The Cloudera Distribution for Hadoop is freely available for download and immediate use. The product is distributed as a pre-packaged RPM bundle for Red Hat Linux systems or an Amazon EC2 image. To make Hadoop easy to install and use, Cloudera is launching a new portal called http://my.cloudera.com where people can use a Web-based configuration tool to create custom packages that are optimized to their specific needs. Settings for the cluster can also be saved on the portal to enable automatic updates. There is no charge to use http://my.cloudera.com. The RPM packages and EC2 images are freely distributed under the Apache 2 software license.
"Since we use Hadoop to help run our business, we are excited that Cloudera is offering commercial support for Hadoop and is making the technology more accessible to businesses," said David C Peterson, SVP Technology at ContextWeb, Inc., a leading contextual advertising company and operator of the ADSDAQ Exchange. "Businesses need to feel confident that there is a company like Cloudera to stand behind Hadoop in order for this great open source technology to become widely used by companies."
Cloudera is also making a pre-configured VMware image freely available for evaluation and use with their free online training (http://www.cloudera.com/hadoop-training). People that want to test the Cloudera Distribution for Hadoop or learn more about Hadoop and Cloudera's online training can download the image and run it on their Linux, Mac or Windows desktop. The image ships with example code and all the components needed to use the Cloudera Distribution for Hadoop, including a master server and single node.
The Cloudera Distribution for Hadoop is a complete system to handle the processing and storage of big data. Major components include:
-- HDFS - Hadoop Distributed File System, a distributed and fault- tolerant file system designed to run on commodity hardware.

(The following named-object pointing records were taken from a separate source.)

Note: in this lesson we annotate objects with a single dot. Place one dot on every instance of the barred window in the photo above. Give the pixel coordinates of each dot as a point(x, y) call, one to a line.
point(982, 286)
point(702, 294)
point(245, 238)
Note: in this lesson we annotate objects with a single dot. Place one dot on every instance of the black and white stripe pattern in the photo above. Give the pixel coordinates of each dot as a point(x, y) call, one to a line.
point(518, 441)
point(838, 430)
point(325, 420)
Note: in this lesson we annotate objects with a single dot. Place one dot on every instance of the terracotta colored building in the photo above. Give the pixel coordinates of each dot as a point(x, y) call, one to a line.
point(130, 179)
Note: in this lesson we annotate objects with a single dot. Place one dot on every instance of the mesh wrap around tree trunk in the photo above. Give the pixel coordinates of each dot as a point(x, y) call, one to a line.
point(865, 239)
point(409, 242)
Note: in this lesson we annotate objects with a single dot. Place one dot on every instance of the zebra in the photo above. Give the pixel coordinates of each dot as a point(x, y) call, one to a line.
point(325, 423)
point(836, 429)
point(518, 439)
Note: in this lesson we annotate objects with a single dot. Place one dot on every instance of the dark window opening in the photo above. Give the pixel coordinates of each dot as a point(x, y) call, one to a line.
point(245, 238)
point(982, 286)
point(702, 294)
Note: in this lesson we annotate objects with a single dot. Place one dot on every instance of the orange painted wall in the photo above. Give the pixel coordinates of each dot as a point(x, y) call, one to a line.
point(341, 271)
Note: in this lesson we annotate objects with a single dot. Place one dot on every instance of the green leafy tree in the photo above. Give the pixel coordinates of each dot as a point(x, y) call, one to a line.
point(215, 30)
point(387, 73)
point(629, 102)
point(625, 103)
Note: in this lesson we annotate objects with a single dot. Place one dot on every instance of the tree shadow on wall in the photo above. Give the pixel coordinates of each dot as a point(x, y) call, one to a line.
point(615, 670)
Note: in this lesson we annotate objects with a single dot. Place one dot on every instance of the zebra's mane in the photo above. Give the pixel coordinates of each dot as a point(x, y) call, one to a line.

HDFS assumes that hardware failure is normal and provides quick detection and automatic recovery. HDFS can support tens of millions of files in a single instance; -- MapReduce implementation to divide applications into many small blocks of work for automatic parallelization and execution on large clusters. Cloudera's implementation of MapReduce takes care of partitioning of input data, scheduling program execution across distributed machines, and the handling of machine failure; -- Hive - a data warehousing infrastructure built on top of Hadoop that provides tools for easy data summary generation, ad hoc querying, and analysis. Hive comes with Hive QL, a simple query language based on SQL. -- Pig - a platform for analyzing large data sets in Hadoop using a high- level language for expressing data analysis programs, PigLatin.
Additional information about the Cloudera Distribution for Hadoop:
-- www.cloudera.com/hadoop with free access to a web configuration system, downloadable software, VMware image and documentation; -- The Story of the Cloudera Distribution for Hadoop - video featuring CEO and founder (http://www.youtube.com/watch?v=Y3eL6DfNkTw); -- Screencast on configuring the Cloudera Distribution for Hadoop: http://www.cloudera.com/hadoop-config-screencast
Cloudera (www.cloudera.com), the commercial Hadoop company, provides commercial services and support for Hadoop, the open source software that powers the data processing engines of the world's largest and most popular web sites. Founded by leading experts on big data from Facebook, Google, Oracle and Yahoo!, Cloudera's mission is to bring the power of Hadoop, MapReduce, and distributed storage to companies of all sizes. Headquartered in Silicon Valley, Cloudera has financial backing from Accel Partners and angel investors who include Diane Greene (former CEO of VMware), Marten Mickos (former CEO of MySQL) and Gideon Yu (CFO of Facebook). Cloudera's advisors include the founders of the Hadoop project, Doug Cutting and Mike Cafarella.
Cloudera is a registered trademark of Cloudera, Inc. Hadoop is a registered trademark of the Apache Software Foundation. All other company and product names are the property of their respective owners.